Was für Menschen mit echten Lebensmittelunverträglichkeiten ein wirksamer Schutz ist, kann für andere den Entzug wichtiger Nährstoffe bedeuten. Deshalb sollten Sie nur dann auf laktose-, fruktose- oder glutenhaltige Lebensmittel verzichten, wenn Sie tatsächlich an einer entsprechenden Allergie oder Intoleranz leiden, die von einem Mediziner oder einer Medizinerin diagnostiziert wurde.

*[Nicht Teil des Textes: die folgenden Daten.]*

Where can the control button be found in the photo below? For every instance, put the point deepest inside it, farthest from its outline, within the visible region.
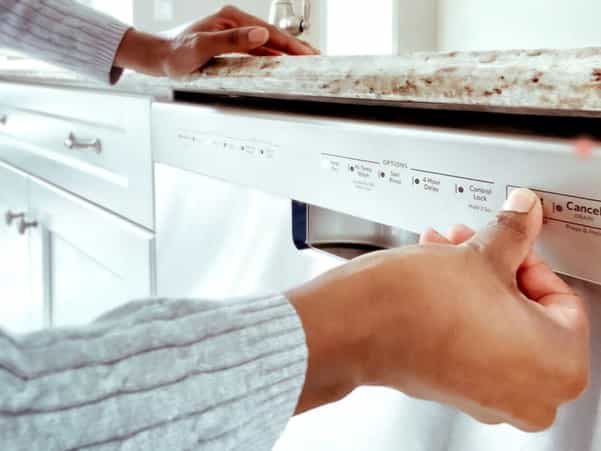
(569, 209)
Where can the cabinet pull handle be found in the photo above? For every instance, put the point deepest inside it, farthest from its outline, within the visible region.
(72, 143)
(9, 217)
(25, 225)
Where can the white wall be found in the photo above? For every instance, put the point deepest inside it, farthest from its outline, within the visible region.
(418, 25)
(506, 24)
(416, 19)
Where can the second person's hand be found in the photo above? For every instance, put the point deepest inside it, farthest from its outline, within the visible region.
(483, 326)
(181, 53)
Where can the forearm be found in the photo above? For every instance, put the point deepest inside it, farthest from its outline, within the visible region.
(64, 33)
(142, 52)
(156, 374)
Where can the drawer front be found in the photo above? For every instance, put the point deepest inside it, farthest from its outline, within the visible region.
(94, 260)
(96, 145)
(13, 189)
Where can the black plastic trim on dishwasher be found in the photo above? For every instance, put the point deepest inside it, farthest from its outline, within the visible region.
(525, 122)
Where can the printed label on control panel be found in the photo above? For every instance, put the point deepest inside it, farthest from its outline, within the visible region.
(578, 213)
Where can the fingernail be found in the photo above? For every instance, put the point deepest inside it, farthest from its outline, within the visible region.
(258, 35)
(520, 201)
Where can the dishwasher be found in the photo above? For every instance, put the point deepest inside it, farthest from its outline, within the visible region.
(259, 195)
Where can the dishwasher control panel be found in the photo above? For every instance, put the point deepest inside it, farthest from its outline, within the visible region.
(407, 177)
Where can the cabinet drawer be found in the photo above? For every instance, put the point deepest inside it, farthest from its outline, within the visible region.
(96, 145)
(95, 261)
(13, 189)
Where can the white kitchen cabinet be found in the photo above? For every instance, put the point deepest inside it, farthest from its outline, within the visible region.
(21, 306)
(96, 145)
(92, 260)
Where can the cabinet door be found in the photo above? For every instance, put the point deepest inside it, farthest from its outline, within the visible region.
(21, 310)
(94, 260)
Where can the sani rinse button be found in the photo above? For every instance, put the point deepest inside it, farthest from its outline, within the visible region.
(569, 209)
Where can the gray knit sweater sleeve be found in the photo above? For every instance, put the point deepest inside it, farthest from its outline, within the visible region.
(64, 33)
(156, 375)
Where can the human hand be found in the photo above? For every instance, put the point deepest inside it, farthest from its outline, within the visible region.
(484, 326)
(182, 53)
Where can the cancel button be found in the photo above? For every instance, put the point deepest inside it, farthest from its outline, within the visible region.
(569, 209)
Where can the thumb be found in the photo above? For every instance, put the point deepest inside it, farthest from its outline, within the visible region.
(236, 40)
(509, 241)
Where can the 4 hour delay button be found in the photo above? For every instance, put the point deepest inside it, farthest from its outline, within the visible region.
(569, 209)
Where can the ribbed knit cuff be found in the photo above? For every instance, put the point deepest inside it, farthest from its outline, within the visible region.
(66, 34)
(98, 42)
(156, 374)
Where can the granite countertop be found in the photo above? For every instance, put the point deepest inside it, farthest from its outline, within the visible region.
(539, 81)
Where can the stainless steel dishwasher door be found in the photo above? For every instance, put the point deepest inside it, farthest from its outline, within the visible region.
(219, 240)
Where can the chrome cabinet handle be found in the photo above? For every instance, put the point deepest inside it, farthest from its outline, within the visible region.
(72, 143)
(9, 217)
(25, 225)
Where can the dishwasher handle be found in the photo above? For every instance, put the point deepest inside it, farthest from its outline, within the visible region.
(343, 235)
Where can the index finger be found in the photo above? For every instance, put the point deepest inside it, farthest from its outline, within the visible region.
(278, 40)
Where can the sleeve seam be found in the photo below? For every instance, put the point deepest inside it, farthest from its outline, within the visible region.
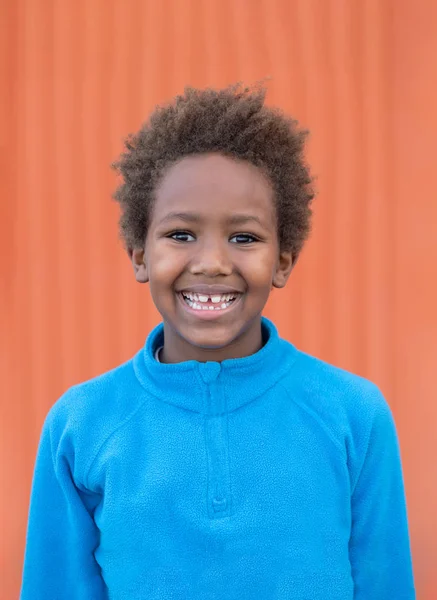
(108, 437)
(316, 418)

Dies herauszufinden, erfordert jedoch ein differenziertes Vorgehen. Um eine Nahrungsmittelunverträglichkeit nicht nur zu diagnostizieren, sondern nach Möglichkeit auch zu behandeln, ist mehr als ein Selbsttest notwendig. Hier sind Fachleute gefragt. Wenn Sie den Verdacht haben, an einer Nahrungsmittelunverträglichkeit zu leiden, sprechen Sie zunächst mit Ihrem Hausarzt oder Ihrer Hausärztin. Vielleicht werden Sie an eine internistische oder gastroenterologische Praxis überwiesen. Dort kann man mit verschiedenen Testmethoden herausfinden, ob und auf welche Nahrungsmittel Sie reagieren.

In einem solchen Fall übernimmt die Kosten für einen professionellen Test auf Nahrungsmittelunverträglichkeit die Krankenkasse. Das Geld für teure Selbsttests können Sie sich sparen.